At that first meeting, Putin was concerned to get his message out – that terrorism was as much a scourge for Russia as it was for Western countries. (This was 2004, and the shadow of 9/11 still hung heavy.) He was impatient to get something done – as any national leader in a similar situation would be. Even in those exceptional circumstances, though, he was not only focused, but brimming with energy, open to all questions that might be thrown at him – until this year, we had never been asked to formulate questions in advance - and no less adept at marshalling facts, figures and experiences to arrive at his conclusions.

Indeed, over the years, Putin has shown a remarkably consistency of manner and approach. And, indeed, appearance. While some speculated that he had been treated with Botox last year or even had a facelift – another explanation was that he had had eye surgery for medical reasons – his appearance has changed little over. He has lost a bit of hair; put on just a little weight, but – as the recent Russian television film demonstrated, in a sequence showing his gym work-outs and daily swims – he remains extremely fit for his 60 years.

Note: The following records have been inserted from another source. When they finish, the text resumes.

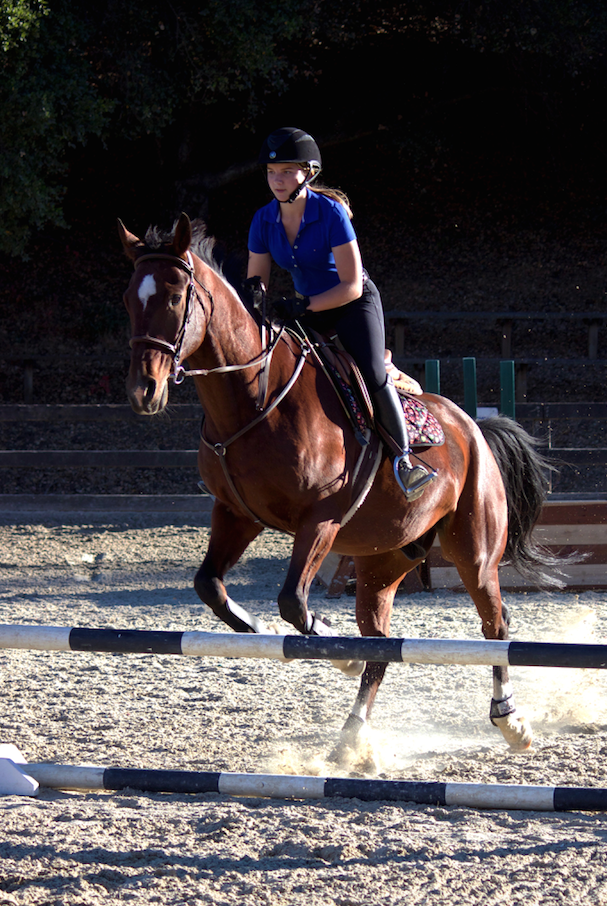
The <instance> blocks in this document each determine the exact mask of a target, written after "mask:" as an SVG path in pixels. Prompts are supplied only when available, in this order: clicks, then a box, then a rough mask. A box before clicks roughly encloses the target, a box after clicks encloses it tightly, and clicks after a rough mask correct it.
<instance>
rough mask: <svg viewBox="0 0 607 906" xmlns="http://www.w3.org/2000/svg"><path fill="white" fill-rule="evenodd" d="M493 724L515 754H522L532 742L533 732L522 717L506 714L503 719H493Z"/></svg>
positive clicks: (532, 741)
mask: <svg viewBox="0 0 607 906" xmlns="http://www.w3.org/2000/svg"><path fill="white" fill-rule="evenodd" d="M493 723H494V724H495V726H496V727H497V728H498V729H499V730H500V731H501V733H502V736H503V737H504V739H505V740H506V742H507V743H508V745H509V746H510V748H511V749H513V750H514V751H515V752H524V751H525V749H528V748H529V746H530V745H531V743H532V742H533V731H532V729H531V727H530V725H529V724H528V722H527V720H526V719H525V718H524V717H518V716H517V715H516V714H507V715H506V716H505V717H494V718H493Z"/></svg>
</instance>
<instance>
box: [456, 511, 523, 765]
mask: <svg viewBox="0 0 607 906" xmlns="http://www.w3.org/2000/svg"><path fill="white" fill-rule="evenodd" d="M475 524H476V523H475V521H474V520H470V519H468V524H467V529H465V530H464V528H463V526H462V527H460V528H459V530H456V529H455V528H450V529H449V530H448V531H447V532H446V533H444V534H443V535H442V536H441V547H442V550H443V555H444V556H445V557H446V558H447V559H449V560H451V561H452V562H454V563H455V566H456V567H457V571H458V573H459V575H460V577H461V580H462V582H463V583H464V586H465V587H466V590H467V591H468V593H469V595H470V597H471V598H472V600H473V601H474V603H475V605H476V609H477V611H478V614H479V616H480V618H481V628H482V633H483V635H484V637H485V638H486V639H491V640H499V641H506V640H507V639H508V613H507V610H506V608H505V606H504V604H503V602H502V595H501V590H500V585H499V579H498V572H497V568H498V563H499V559H500V558H501V550H502V547H501V545H495V546H493V545H487V546H488V547H494V550H493V553H491V554H489V555H487V551H485V555H484V556H477V555H476V553H475V552H474V551H472V550H470V549H469V548H470V545H471V544H472V545H474V543H475V542H476V543H477V544H479V543H480V539H481V538H482V539H483V543H484V544H487V541H488V540H489V538H490V537H491V532H490V531H488V529H490V528H491V521H490V520H485V521H484V522H483V523H482V525H483V528H482V530H481V531H480V532H478V533H477V532H476V531H475V529H474V526H475ZM462 533H463V534H462ZM456 539H458V540H457V541H456ZM463 539H465V540H463ZM489 718H490V720H491V723H492V724H494V726H496V727H498V729H499V730H500V731H501V733H502V735H503V737H504V739H505V740H506V742H507V743H508V745H509V746H510V747H511V748H512V749H516V750H523V749H528V748H529V746H530V745H531V742H532V741H533V733H532V730H531V727H530V726H529V724H528V723H527V721H526V719H525V718H524V717H522V716H521V715H520V714H519V713H518V711H517V707H516V703H515V701H514V691H513V688H512V683H511V682H510V676H509V673H508V667H493V697H492V699H491V707H490V711H489Z"/></svg>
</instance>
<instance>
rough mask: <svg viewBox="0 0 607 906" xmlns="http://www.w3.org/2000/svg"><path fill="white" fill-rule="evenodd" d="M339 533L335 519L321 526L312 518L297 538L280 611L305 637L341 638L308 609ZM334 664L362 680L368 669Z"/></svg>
mask: <svg viewBox="0 0 607 906" xmlns="http://www.w3.org/2000/svg"><path fill="white" fill-rule="evenodd" d="M338 531H339V522H337V521H336V520H335V519H325V520H323V521H320V522H317V521H316V520H315V519H314V518H310V519H307V520H306V521H305V523H304V524H303V525H302V527H301V528H300V530H299V531H298V532H297V534H296V535H295V540H294V542H293V552H292V554H291V562H290V564H289V569H288V572H287V576H286V578H285V582H284V585H283V587H282V588H281V590H280V592H279V594H278V607H279V610H280V615H281V617H282V618H283V620H286V621H287V622H288V623H291V625H292V626H294V627H295V629H297V631H298V632H301V633H303V634H304V635H321V636H330V637H331V636H335V635H338V633H336V632H335V630H334V629H332V627H331V624H330V622H329V621H328V620H326V619H325V618H324V617H322V616H320V614H317V613H313V612H312V611H310V610H309V609H308V594H309V591H310V585H311V584H312V579H313V578H314V576H315V575H316V573H317V572H318V569H319V567H320V565H321V563H322V561H323V560H324V558H325V556H326V555H327V553H328V552H329V551H330V549H331V545H332V544H333V541H334V540H335V536H336V535H337V532H338ZM331 663H332V664H333V666H334V667H337V668H338V669H339V670H341V671H342V673H345V674H347V675H348V676H360V674H361V673H362V672H363V670H364V667H365V665H364V662H363V661H354V660H345V661H342V660H339V661H338V660H334V661H331Z"/></svg>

Physical fitness, and sport, are clearly personal passions. Another Putin hallmark, though, is loyalty. His closest team has remained almost unchanged since that very first meeting nine years ago. And the corollary of that is that he does not like to be crossed. You can see in his demeanour that he has strong likes and dislikes, and is loth to change his mind once it is made up. Our meetings show that in a small way. If he doesn’t like a question, it often seems that this is not because it is embarrassing or he doesn’t want to answer it, but because he thinks it’s been formulated in a woolly, time-wasting way. Far more seriously, this translates into a ruthlessness towards those he regards as enemies, or simply disloyal.

Much has been made by several of Putin’s biographers of the “coldness” of his eyes. Having sat around the table with him, and clinked glasses with him this week, I would say rather that, while his eyes are indeed a strangely light blue colour, that does not make his manner cold. I would describe it rather as detached. He keeps a distance – as those who exercise power are inclined to do. Pop psychologists might cite the loneliness and relative poverty of his childhood in what was post-siege Leningrad, or perhaps the double-life he once led as a Russian foreign agent. Perhaps he has just learnt not to give his innermost thoughts away.

At our meeting on Thursday evening, Putin was asked whether he would be happy to go down in history as the leader who brought stability to Russia after the collapse of the Soviet Union and the tumultuous presidency of Boris Yeltsin. He did not demur, but reeled off the improvements in living standards, GDP, and Russia's sense of itself that had been achieved over the last 12 years as well, and strongly suggested that he intended more to come.